ERICE 800mts up into clouds. 5 euro combined tickets to view all churches etc. No lunch time closure. Best almond pastries, incredibly delicious and inexpensive from Pasticceria San Carlo, owned by the elderly Caterina Silvestro. Opp. the arch by San Pietro. There is also Pasticceria Grammatico. Bought a souvenir from Ceramica Ericina whose factory is just out of town in the direction of Trapani.
TRAPANI hunting back streets worth it, to eat lunch at Cantina Siciliana via Giudecca - 50 euros for 2. Classic trattoria with a commitment to local dishes. A blue tiled room displaying the Slow Food logo. Try fish couscous.
Near Trapani along the beach by the Tonnara at Bonagia there are abandoned wooden tuna fishing boats. Majestic relics of the Mattanza.
Magnificent fish lunch and white Colomba Platina from Casteldaccia at Ristorante Sirena, Lungomare Bonagia.
Visit the Saltpans outside Trapani if only to see flamingos.
Out of season San Vito lo Capo quiet. Castellammare del Golfo livelier. Bought new olive oil but Castelvetrano has the reputation for the best oil.

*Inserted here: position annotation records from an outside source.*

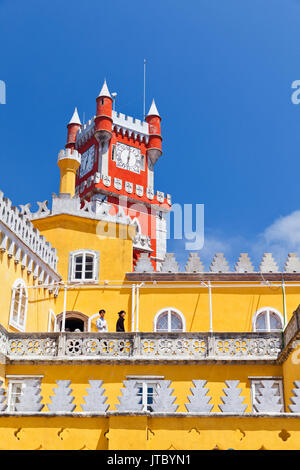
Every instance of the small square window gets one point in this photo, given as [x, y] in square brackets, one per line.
[146, 392]
[257, 391]
[84, 266]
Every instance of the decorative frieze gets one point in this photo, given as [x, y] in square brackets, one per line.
[22, 241]
[232, 401]
[129, 400]
[268, 401]
[95, 401]
[292, 264]
[160, 196]
[139, 190]
[295, 399]
[128, 187]
[30, 399]
[219, 264]
[194, 264]
[3, 404]
[199, 400]
[163, 400]
[144, 264]
[118, 183]
[62, 400]
[244, 264]
[169, 265]
[268, 264]
[232, 347]
[150, 193]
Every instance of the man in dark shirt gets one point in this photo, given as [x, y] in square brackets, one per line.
[120, 322]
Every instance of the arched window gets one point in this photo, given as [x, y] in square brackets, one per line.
[267, 319]
[169, 320]
[84, 266]
[19, 302]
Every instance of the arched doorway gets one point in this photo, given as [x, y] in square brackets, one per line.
[74, 321]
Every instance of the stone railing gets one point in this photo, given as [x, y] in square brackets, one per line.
[219, 265]
[17, 222]
[151, 347]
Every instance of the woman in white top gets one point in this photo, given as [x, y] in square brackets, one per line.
[101, 322]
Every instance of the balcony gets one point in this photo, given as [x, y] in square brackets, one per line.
[141, 347]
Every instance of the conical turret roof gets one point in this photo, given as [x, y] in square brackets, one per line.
[153, 110]
[104, 90]
[75, 118]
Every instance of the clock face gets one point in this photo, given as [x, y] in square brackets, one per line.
[87, 161]
[128, 158]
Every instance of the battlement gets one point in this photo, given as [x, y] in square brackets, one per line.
[22, 241]
[69, 153]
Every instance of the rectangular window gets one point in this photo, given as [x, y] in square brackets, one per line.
[19, 302]
[275, 395]
[146, 392]
[14, 392]
[15, 387]
[113, 153]
[84, 266]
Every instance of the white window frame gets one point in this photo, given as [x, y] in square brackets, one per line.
[72, 257]
[256, 380]
[169, 311]
[144, 385]
[143, 381]
[14, 380]
[52, 316]
[18, 284]
[268, 310]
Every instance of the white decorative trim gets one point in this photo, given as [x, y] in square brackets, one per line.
[70, 154]
[118, 183]
[139, 190]
[150, 193]
[107, 180]
[140, 129]
[160, 196]
[128, 187]
[18, 233]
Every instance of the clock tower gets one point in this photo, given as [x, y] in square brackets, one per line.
[118, 155]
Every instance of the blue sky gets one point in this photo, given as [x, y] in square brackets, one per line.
[221, 74]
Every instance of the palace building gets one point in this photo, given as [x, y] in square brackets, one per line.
[210, 357]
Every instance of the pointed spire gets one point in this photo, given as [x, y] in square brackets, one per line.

MONREALE CATHEDRAL High above Palermo. Built by Normans in 11th century. Breathtaking! Free, buy tickets for Cloisters and to climb to the roof outside. Closed 12.30 to 15.30 & Sun morning. Private car park; sign says Parking for the Duomo, in a side road before you reach Duomo square. Worth it, secure and has an easy exit out to the main road, SS186.

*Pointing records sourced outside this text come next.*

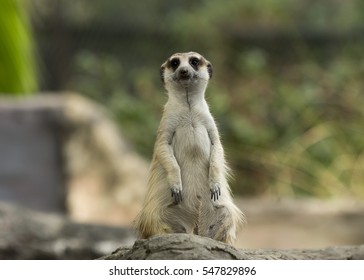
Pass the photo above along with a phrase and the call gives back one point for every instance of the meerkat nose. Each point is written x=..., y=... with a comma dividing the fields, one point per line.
x=184, y=73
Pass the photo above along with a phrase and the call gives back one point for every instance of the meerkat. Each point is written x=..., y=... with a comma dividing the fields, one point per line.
x=188, y=190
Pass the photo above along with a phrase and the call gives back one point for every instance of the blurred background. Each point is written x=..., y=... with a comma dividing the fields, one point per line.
x=287, y=95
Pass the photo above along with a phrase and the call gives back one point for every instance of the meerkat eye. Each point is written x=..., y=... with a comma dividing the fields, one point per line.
x=174, y=63
x=194, y=61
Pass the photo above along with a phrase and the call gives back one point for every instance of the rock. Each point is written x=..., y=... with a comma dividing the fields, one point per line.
x=193, y=247
x=27, y=234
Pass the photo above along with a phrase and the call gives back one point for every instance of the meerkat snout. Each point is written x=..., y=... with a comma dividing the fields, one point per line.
x=181, y=67
x=184, y=74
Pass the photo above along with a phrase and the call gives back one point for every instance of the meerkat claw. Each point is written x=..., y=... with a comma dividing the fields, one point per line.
x=215, y=190
x=176, y=194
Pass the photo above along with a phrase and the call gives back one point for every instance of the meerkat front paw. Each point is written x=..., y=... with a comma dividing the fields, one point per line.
x=215, y=189
x=176, y=190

Bosco di Ficuzza near Corleone [url=http://www.anticastazione.it]Antica Stazione di Ficuzza[/url] Days of torrential rain, no escaping from constant loud pop music. We left. Effort is put into the catering, rather than accommodation. Only eat there.
Final stop MISTRETTA.950 mts between the Madonie and Nebrodi mountains. Late Nov. mistake. Our blanket, hot water bottle and brandy were invaluable! Wanted to walk in the Madonie as well as enjoy the seaside. Generous grants have been given to Sicilians restoring their ancient homes on the understanding that for a limited period, homes are open to paying guests. Agriturismo Santa Sofia is such a place. Solid stone guest rooms are offered to those happy to freeze inside whilst snow falls outside. How could we have got it so wrong? We trusted the website. Bella had a winter wonderland walk.

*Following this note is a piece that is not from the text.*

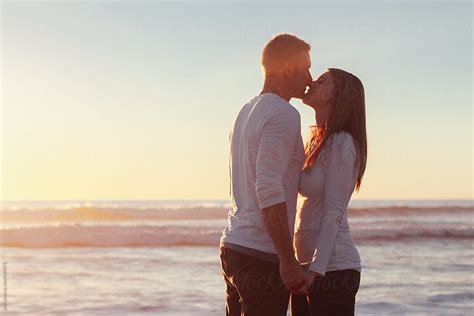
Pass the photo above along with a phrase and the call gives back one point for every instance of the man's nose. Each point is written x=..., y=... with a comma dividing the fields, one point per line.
x=310, y=79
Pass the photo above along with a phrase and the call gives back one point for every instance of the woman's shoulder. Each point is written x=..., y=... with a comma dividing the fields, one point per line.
x=342, y=140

CEFALU Good beach and Corso Ruggero has lots of appeal. For chocolates and good Sicilian wine, try Torre Fazione no.120. Tourists recommended Hotel Santa Lucia above town. Visited Duomo of San Salvatore and cloisters. Path to La Rocca & Tempio di Diana closed Nov. Lunch at Kentia Via N.Botta excellent.
SANTO STEFANO DI CAMASTRA Small, friendly town. Wandered through the museum walking across painted tiled floors. Bought some beautiful, finely painted ceramics and as you approach from the autostrada there are 3 factories off the roundabout, recommend Frantantoni.
Capo Orlando Soaking wet after walking Bella, found warm bar and fell into conversation with Benedetto. Speaking Italian made such a difference to our holiday. We wanted lunch. He led the way to simple restaurant L’Ambasciata dei Nebrodi.
To Messina and the ferry. We did not see signs but should have left autostrada at Bocchetta exit for the terminal. Costly error. It’s a toll road and we went to Tremestri, signs for commercial vehicles to ferry. Driving suburbs of Messina takes nerve!
Crossed to the mainland, sad to leave, hoping to return. Without Bella we would not have explored “the other Sicily” nor would we have chatted to old men remembering their days out hunting with such a dog. Goethe was right “To have seen Italy without having seen Sicily is not to have seen Italy at all, for Sicily is the clue to everything.”

Category
Do & See

Just a suggestion, Noble, for even more pleasurable reading, could you add some linking words??? I feel exhausted now!!!!

Sorry I had to edit this down to the permissable word count. That took a very long time!!! We were there a month after all. If you want a copy of what I wrote originally. Send me a private message.